Впрочем, поэты сопрягают не только низкие, но и высокие горизонты, как делает это, скажем, Анатолий Добрович, который написал:
Предчувствие осени. Как я хочу,
чтобы здесь — не в Кусково: в Хадере, вот именно,
предчувствие осени снова нахлынуло
и в дальнем углу колыхнуло свечу.
[Новая литературная карта России. Анатолий Добрович].
Но как бы ни уводила культура в сторону от религии, памятники старины возвращают к ней. Тот же Добрович, вглядываясь в облик города, констатирует:
Нигде не ощущаешь резче отцовскую неласковость Творца, первичность мысли, первозданность речи, обыденность конца.
[там же].
Взгляд поэта на Иерусалим — это взгляд человека «иудейской культуры». Да, с одной стороны, он не любит фанатиков и прямо говорит об этом: «Черношляпых толчею,/ божью саранчу/ не сужу и не черню —/ ви-
деть не хочу». С другой утверждает: «Но я люблю прохладу горных рощ,/ светящийся бугристый камень,/ и древних букв естественная мощь/ мне родственней церковных вертикалей».

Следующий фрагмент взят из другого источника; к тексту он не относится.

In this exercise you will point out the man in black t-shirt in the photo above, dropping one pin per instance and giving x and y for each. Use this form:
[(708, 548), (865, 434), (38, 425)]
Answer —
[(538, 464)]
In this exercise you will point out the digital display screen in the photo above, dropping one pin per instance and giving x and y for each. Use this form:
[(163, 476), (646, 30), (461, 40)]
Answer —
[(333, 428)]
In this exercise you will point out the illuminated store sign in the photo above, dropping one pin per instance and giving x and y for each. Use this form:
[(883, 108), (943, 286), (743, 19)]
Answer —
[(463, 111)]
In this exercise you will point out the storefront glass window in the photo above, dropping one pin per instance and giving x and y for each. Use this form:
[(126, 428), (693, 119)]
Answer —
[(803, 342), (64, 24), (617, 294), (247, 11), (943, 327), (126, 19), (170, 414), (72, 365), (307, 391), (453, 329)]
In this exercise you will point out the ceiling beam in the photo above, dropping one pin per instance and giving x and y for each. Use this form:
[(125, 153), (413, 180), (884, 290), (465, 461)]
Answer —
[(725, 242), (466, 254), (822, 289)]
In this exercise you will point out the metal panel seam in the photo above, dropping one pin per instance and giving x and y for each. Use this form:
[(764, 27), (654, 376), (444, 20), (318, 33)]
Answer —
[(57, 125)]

Михаил Сипер стихотворением «Ершалаим» (1979) продолжает иудейский текст русской литературы. Автор изображает город в дни взятия его войсками Веспасиана: «горит величественный Храм», «на копья подняты тела», вдова падает на семисвечник. Но бой не закончен. Поэт видит себя участником сражения и восклицает, обращаясь к столице древнего царства: «Но твой запал неукротим,/ Как в пору тех седых годин,/ И вышло так, что я один/ Из тех, кто выжил». Любопытно, что это стихотворение опубликовано в российской патриотической газете «День Литературы» (№ 12, 2007).

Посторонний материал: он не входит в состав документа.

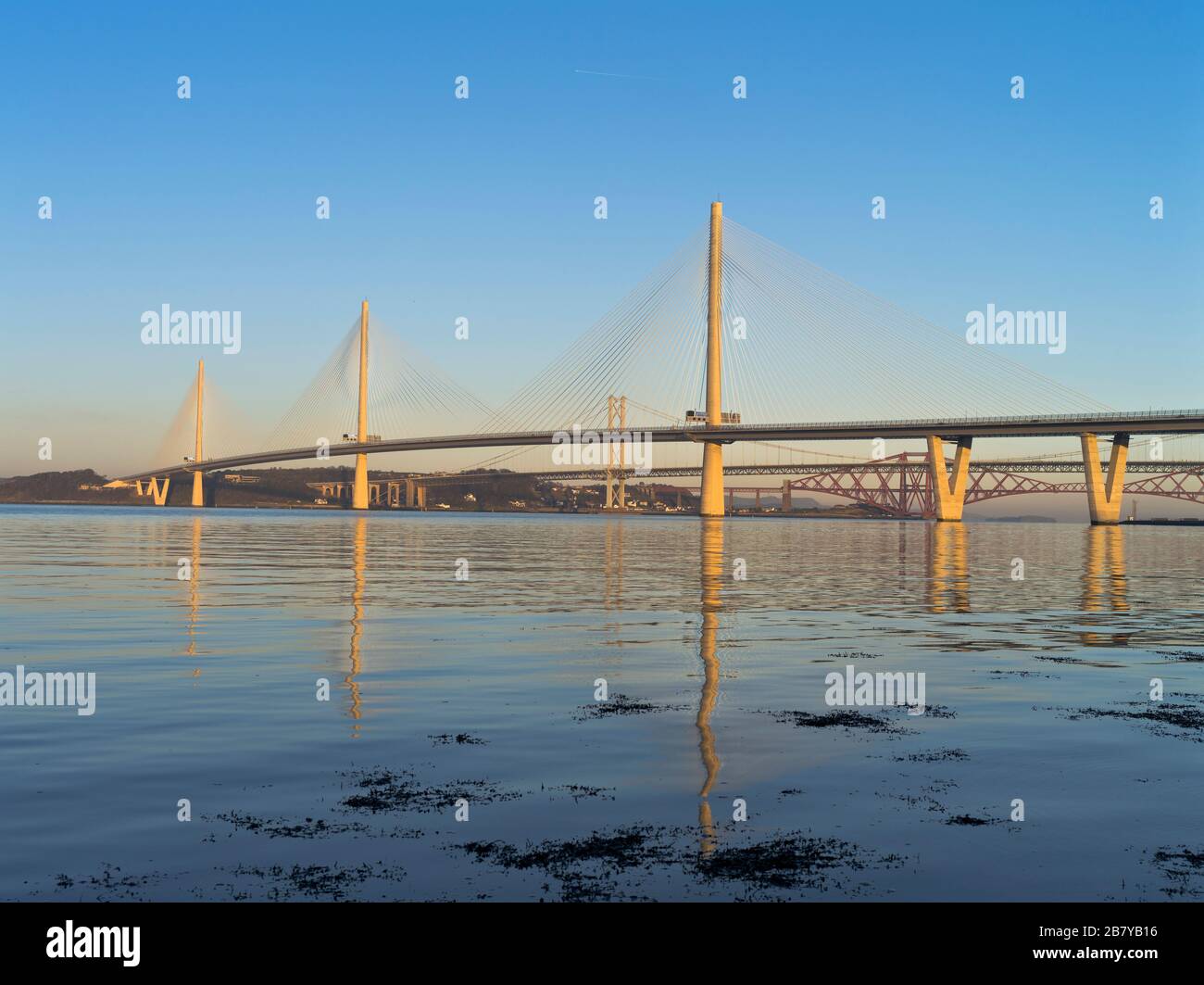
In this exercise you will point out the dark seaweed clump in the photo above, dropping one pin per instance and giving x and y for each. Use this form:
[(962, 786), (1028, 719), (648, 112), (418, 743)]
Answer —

Есть у Сипера стихи, где монтируется не иудейский, а иудео-христианский космос. К ним можно отнести стихотворение «В этом городе Бог не проездом бывал». Автор говорит об Иисусе, хотя ни разу не называет его по имени: «Он здесь жил, и следы на брусчатке видны./ Он тогда безбород был, беспечен и мал,/ Его тень до сих пор на песке у стены». В последней строчке интересен поворот темы — время остановилось, оказывается, прошлое можно поймать не только памятью, но и предметами и даже тенью. Поэт задает вопрос и тут же пытается на него ответить: «Кто мне скажет, он прав был? Наверное, прав,/ Просто надо подумать о том не спеша». Последующие две строфы — неспешные размышления, которые сочетаются с покоем, с субботой, то есть со временем, выделенным в современном Израиле на сакральные нужды:
А куда мне спешить, нарушая покой? На добро и на счастье исчерпан лимит, И бездарны мгновения жизни такой, Если не с кем в дороге сухарь преломить.

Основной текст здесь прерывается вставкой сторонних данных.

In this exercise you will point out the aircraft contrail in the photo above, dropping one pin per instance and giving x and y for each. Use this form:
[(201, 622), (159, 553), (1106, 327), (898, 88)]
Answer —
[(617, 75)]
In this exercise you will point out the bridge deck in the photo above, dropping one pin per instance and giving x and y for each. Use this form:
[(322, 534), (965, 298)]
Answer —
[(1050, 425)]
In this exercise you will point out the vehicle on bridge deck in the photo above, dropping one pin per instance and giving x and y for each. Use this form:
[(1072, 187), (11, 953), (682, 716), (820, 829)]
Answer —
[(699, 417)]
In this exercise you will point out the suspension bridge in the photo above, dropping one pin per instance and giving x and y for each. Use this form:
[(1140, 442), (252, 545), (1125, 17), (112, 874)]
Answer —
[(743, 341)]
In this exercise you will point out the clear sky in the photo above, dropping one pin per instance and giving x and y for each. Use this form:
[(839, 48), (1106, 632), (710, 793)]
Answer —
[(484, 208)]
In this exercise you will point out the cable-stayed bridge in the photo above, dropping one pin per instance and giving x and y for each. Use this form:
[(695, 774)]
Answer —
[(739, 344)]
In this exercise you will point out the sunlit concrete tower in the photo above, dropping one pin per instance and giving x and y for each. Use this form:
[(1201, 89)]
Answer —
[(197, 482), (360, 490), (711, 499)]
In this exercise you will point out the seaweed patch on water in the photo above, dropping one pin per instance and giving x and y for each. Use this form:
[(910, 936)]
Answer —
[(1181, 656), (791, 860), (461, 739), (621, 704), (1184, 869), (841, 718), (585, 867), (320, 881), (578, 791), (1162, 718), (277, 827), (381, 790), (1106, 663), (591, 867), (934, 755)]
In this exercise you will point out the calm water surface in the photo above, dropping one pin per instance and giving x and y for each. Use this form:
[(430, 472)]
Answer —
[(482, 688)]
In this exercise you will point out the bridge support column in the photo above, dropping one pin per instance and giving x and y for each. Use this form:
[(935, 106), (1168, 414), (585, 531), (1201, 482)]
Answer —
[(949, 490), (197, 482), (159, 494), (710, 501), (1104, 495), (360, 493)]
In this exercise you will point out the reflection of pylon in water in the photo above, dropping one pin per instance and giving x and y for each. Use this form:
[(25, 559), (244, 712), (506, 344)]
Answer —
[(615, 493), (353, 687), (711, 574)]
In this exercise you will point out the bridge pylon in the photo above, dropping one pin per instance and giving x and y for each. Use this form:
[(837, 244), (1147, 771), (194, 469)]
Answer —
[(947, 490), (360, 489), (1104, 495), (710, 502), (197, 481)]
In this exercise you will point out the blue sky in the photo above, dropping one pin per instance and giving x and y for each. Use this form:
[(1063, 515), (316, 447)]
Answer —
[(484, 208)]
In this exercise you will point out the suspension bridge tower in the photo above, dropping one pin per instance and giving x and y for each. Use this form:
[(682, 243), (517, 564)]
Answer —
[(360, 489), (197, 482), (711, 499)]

Но когда в пустоте опечалится плоть, Подними в небо взгляд и увидишь ответ — То не облако, то пролетает Господь, Оставляя зевакам инверсии след.
[Сипер, 2009].
На древнюю столицу Израиля смотрят и те, кто живет в христианской парадигме. О ней пишут Игорь Бурихин, Римма Запесоцкая и дру-
гие авторы, о которых мы достаточно подробно уже говорили в моей предыдущей публикации [Колымагин, 2020].
Мусульманского взгляда на древний город в русскоязычной поэзии незаметно. Мы можем разве что указать на его отражение у некоторых поэтов, в целом настороженно относящихся к исламу. Тот же Генделев в поэтическом цикле «Месяц ав» небрежно бросает: «переломи/ и брось ему калам/ последний каллиграф Иерусалима» [Генделев, 2003. С. 195]. Калам, напомню, это тростниковый стержень с заостренным концом, используемый для каллиграфии.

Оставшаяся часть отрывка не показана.